Not having IaC is not a problem if you are running a single web application on a compute instance behind a load balancer. But it's an entirely different matter when you are running a web application, a database, a Kubernetes cluster, and some serverless functions to support all the services of your application. That problem exacerbates when you need to run many environments (hundreds and thousands). Consider your development, acceptance, and production environments. You have to provision and maintain all that infrastructure. Doing that manually is a massive burden and time commitment (and of course highly prone to human error).

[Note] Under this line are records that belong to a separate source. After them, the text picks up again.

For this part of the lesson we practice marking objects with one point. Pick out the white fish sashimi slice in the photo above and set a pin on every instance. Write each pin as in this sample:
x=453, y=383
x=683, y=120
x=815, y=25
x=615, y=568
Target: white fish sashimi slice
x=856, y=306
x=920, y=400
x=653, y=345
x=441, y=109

This investment into a more sound infrastructure process using IaC will pay dividends for the entire life of the product or company. Our colleague Tonni Hult recently published an article on this blog titled Do I have to use Terraform, where he discusses the benefits we've found in the Core Team working with IaC in more detail.
Security as Code (SaC)
The McKinsey article again:
Security as code (SaC) has been the most effective approach to securing Cloud workloads with speed and agility. The SaC approach defines cybersecurity policies and standards programmatically so they can be referenced automatically in the configuration scripts used to provision Cloud systems. Systems running in the Cloud can be evaluated against security policies to prevent changes that move the system out of compliance.
The majority of the benefits with code configuration has already been discussed above. But it's worth mentioning security and compliance configurations in isolation because of the extended benefits they provide.
Having your Security configuration versioned, reviewed and traceable allows you to quickly scan the overall security posture of your Cloud configuration, as well as quickly find answers in relation to specific compliance requirements.
- Are we making sure that no sensitive data is publicly exposed?
- How fast can we propagate a new regulation requirement to our entire Cloud configuration?
- Which, if any, of our environments across our entire organization is exempt from our default security posture, and why?
As an example, the last question has a natural traceability through code commits and code reviews.
Since the banking industry is highly regulated, SaC is a given in our tech stack, and without it there is no way we could scale out our Cloud onboarding to thousands of users.